The findings will be of particular significance for those countries that have signed up to the Paris climate change agreement, which commits all nations involved to keeping a global temperature rise this century well below 2 degrees Celsius above pre-industrial levels.
“While our contemporary urban lifestyles result in the generation of harmful greenhouse gasses, it also generates large amounts of behavioral data,” said Georg Polzer, CEO of Teralytics.
“Our findings from Nuremberg showed that this data can be used to give city planners insights into how human mobility contributes to pollution. This is a vital part to efficiently design and implement clean air and low carbon strategies. We are looking forward to further exploring this opportunity.”

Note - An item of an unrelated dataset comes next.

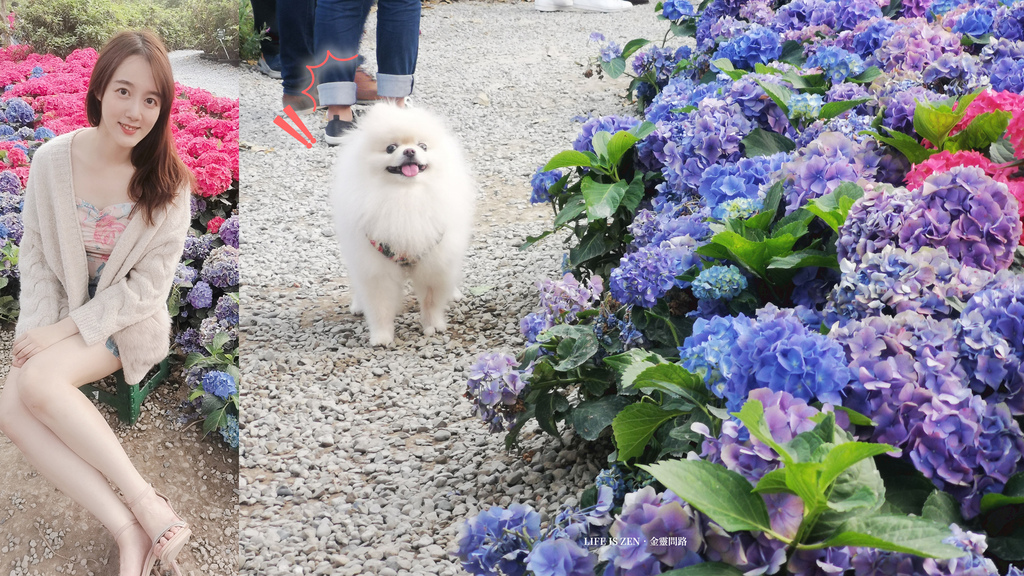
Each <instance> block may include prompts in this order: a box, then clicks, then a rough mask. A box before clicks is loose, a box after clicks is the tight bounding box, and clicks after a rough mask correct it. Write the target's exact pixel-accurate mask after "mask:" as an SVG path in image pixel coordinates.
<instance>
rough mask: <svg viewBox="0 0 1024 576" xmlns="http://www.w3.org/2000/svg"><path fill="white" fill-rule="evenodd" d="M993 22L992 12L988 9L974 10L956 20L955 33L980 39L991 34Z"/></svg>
mask: <svg viewBox="0 0 1024 576" xmlns="http://www.w3.org/2000/svg"><path fill="white" fill-rule="evenodd" d="M993 22H994V20H993V17H992V11H991V10H989V9H988V8H986V7H984V6H981V7H977V8H972V9H971V10H968V12H967V13H966V14H964V15H963V16H961V17H959V19H957V20H956V24H955V25H954V26H953V32H956V33H958V34H965V35H971V36H974V37H975V38H980V37H982V36H984V35H986V34H988V33H989V32H991V30H992V23H993Z"/></svg>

Following this success, the team has secured financial support from Climate KIC’s Low Carbon City Lab (LoCaL), an initiative that brings together cities, business, academia and NGOs to deliver high environmental and societal impact.
The companies plan to use the funding to expand and improve the research methodology, with a focus on on short travel routes. It will also incorporate external factors such as a congestion and other local emissions from places like airports.
“The pilot project in Nuremberg has clearly shown the specific added value of anonymized mobile network data for the environment,” said Florian Marquart, MD of Telefónica NEXT for Advanced Data Analytics.
“This is data from people, for people. We see great potential in the results and will start the next phase of our research. The goal is to develop a product that German cities, German states and the German federal government can use to better face the challenges of emissions pollution.”